A memo instructing the Department of Housing not to take any more applications under a flagship loan scheme for first-time buyers was never seen by the Minister, an Oireachtas committee heard on Wednesday.
The joint Committee on Housing, Planning and Local Government was told the memo dated January 31st last had been released to media under Freedom of Information (FOI) legislation and had been sent by the Department of Public Expenditure and Reform (DEPR) to Minister for Housing, Eoghan Murphy's department.
Mr Murphy told the committee he did not know what the memo was as it had not been released by his Department.
Mr Murphy said any "confusion" over whether the Rebuilding Ireland Home Loan scheme was still operating had been "caused by people asking questions" who already knew the answers and wanted to cause confusion.
Under the Rebuilding Ireland Home Loan scheme first-time buyers can apply to their local authority for a loan, for up to 90 per cent of the value of the home, up to the value of €320,000 in counties Cork, Dublin, Galway, Kildare, Louth, Meath and Wicklow, and €250,000 elsewhere.
Mr Murphy faced robust questioning about reports that funding for the scheme had run out.
While Government anticipated 1,000 loans would be approved over three years, by the end of last year - two years into the scheme - the limit had been exceeded.
Darragh O'Brien, TD (Fianna Fail) read from a memo, released to media under Freedom of Information (FOI) legislation, sent by the Department of Public Expenditure and Reform to Mr Murphy's department and dated 31st January 2019.
“As the approval rating has exceeded the estimated 1,000 mortgages over three years the Department of Housing has been advised that no further approvals should issue for now,” it said.
“Are you saying that memo is incorrect, did you receive it on 31st January?” asked Mr O’Brien. “There are hundreds of really concerned people out there, right now and their concerns need to be addressed, and addressed seriously.”
Mick Barry, TD (Solidarity) said the scheme had been "frozen" and it was "madness in the midst of the greatest housing and homelessness crisis in the history of the State that a scheme such as this would be frozen on the quiet."
‘Surprised’
Mr Murphy had been “genuinely surprised” at how the memo had been reported and any confusion was “being caused by people asking questions that they either know the answer to but want to cause confusion,” the Minister said.
“The scheme has not been closed, funding had not run out,” he said. “Any loan approval that has been given will be honoured...applications are still being received.
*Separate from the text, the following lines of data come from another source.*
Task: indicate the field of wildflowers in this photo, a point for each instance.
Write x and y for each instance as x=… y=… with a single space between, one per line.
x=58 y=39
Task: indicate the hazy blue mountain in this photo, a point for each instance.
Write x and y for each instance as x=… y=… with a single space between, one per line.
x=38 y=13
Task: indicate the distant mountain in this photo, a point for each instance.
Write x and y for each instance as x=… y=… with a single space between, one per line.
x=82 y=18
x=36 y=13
I have been very clear with the House (the Oireachtas) all along that we were reaching 50 per cent of drawdown and I had been engaging with DEPR”.
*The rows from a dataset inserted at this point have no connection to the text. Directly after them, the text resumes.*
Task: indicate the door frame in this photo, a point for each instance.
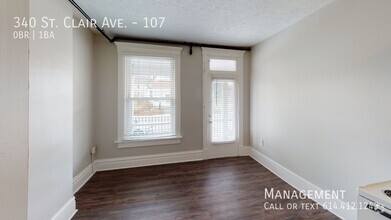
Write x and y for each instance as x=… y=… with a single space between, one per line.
x=207 y=54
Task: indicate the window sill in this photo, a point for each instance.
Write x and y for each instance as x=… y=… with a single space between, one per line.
x=149 y=142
In relation to the memo the Minister said: “I haven’t seen it. It was not released from the Department of Housing. I don’t know what that is....The FOI was released by DEPR, not from my Department.”
Richard Boyd Barrett, (People Before Profit) said the Minister's policies were resulting in "the social cleansing of Dublin in particular".
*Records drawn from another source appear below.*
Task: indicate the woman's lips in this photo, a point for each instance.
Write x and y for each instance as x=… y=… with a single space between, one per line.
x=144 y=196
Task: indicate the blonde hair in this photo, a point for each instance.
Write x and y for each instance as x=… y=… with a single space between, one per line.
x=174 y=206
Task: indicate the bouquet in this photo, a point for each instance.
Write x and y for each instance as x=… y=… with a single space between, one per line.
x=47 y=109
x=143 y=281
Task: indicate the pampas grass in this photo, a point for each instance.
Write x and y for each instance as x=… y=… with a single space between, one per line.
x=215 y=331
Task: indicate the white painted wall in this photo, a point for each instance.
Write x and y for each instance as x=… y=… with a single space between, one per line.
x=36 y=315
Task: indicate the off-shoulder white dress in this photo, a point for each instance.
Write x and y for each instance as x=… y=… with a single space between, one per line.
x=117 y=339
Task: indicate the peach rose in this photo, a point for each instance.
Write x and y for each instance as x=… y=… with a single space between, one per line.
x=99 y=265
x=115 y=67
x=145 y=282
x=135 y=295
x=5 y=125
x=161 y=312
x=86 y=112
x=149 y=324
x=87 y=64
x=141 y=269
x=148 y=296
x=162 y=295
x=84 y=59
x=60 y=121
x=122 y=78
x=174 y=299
Focussing on his own constituency, he said Dun Laoghaire had had one of the lowest approval rates for the loan scheme, with 20 out of 99 applications approved and he had heard just three had actually been drawn down.
As the average house price in the constituency was €620,000 and the home-loan scheme set €320,000 as the maximum allowable home-value “it is not going to work in Dun Laoghaire”, or in Dublin city where the average house price was €451,000.